Non Parametric Detection

As we have seen, the microbiome is NOT a normal or bell curve. I struggled for almost a year trying to get statistical significance out of the data with parametric techniques. While I did get some results, the results were disappointing. When I switched to a non-parametric approach, I shouted EUREKA (without becoming a streaker thru town, unlike a certain ancient greek did).

In the last post we dealt with both continuous and category factors associated with a person. In terms of my existing site, using symptom explorer you will see tables such as the one shown below with used 4-quantilies.

In our earlier post on statistics, we saw how we can compute the quantiles for the available taxonomy. In this lesson we will use that data plus a category variable to detect significance as shown above in real time. This means that the results may change as more data is added — to me, this makes it a living research document.

First the Nerd Stuff — Moving to Libraries

For this example, I have consolidated into a library most of the key stuff from prior posts. The class diagram is below. I plan to keep expanding it with future posts.

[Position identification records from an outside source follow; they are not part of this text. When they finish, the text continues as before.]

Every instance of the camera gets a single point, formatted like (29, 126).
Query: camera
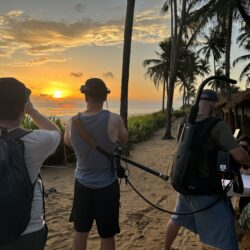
(228, 168)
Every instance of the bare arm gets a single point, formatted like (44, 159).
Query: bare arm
(67, 134)
(41, 121)
(122, 132)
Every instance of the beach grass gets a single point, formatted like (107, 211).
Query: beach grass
(140, 128)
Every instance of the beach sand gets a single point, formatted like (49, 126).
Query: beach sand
(142, 226)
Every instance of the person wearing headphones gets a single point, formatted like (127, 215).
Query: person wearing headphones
(96, 194)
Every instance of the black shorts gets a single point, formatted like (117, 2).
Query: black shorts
(101, 205)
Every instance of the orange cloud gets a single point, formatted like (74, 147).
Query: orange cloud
(41, 37)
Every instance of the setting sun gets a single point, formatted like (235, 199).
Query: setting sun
(57, 94)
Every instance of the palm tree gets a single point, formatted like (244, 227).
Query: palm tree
(126, 60)
(213, 45)
(158, 69)
(222, 12)
(176, 40)
(244, 41)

https://github.com/Lassesen/Microbiome2/tree/master/MicrobiomeLibrary

Computating the non-parametric

This is done by selecting a LabTest (remember that technically we cannot compare uBiome numbers to XenoType numbers to Thryve numbers) and then some Category. I opted not to go down the control group to category group path because with my donated data, it is not reliable. I opted to go down the population to category group path, which while technically less sensitive — it is a reasonable approach.

We need to associate Category and Continuous Reports to Lab Results and this means just adding one new table LabResultReport as shown below, it links two timeline items together.

From the @LabTestId and @CategoryId we just need to select which quantile to use. Did we divide data into 3,4,5,6,7 etc. buckets. If you look at the prior post, we see that it is easy to select which one, “Q3_”, “Q4_”, etc is the @quantileRoot. We need one more value: @MinSamples – if we do not have at reasonable number, there is almost no change of getting significant. I usually require 4 data points per bin — so Q3_ -> 12, Q4_-> 16, Q5->20.

Passing these number to a stored procedure, we get a dataset back as shown below:

  • Quantiles
    • Taxon
    • Count
    • StatisticsValue
    • StatisticsName (i.e. Q3_1,Q3_2 or Q4_1,Q4_2,Q4_3 etc)
  • User Data
    • Taxon
    • Value
  • Taxon Data
    • Taxon
    • TaxonName

The process is simply counting the data in User Data in each range and then applying some simple statistics to get P Values.

In terms of the calling program, the code is very simple:

var data = DataInterfaces.GetNonParametricCategoryDataSet(1, 1, "Q4_", 20);
var matrix = MicrobiomeLibrary.Statistics.NonParametric.CategoricSignficance(data);
matrix.WriteXml("Matrix.xml");

I just dump the data to a file for simplicity sake. You can open this file via excel to get a nice spreadsheet.

For myself, I wrote a long running (24hrs) program that iterated thru the range of values for Categories (and combinations of categories!) with different quantiles.

https://github.com/Lassesen/Microbiome2/tree/master/ConsoleTestLibrary

Homework

When we work with Continuous variables, we need to convert the ranges into quantiles (just like we did for taxon). This could be done using the ranges we entered, or by breaking into quantiles. Personally, using quantiles would be my preference because too many numbers are not bell/normal curves but are assumed to be just that. I will leave people to do pull requests with their code suggestions.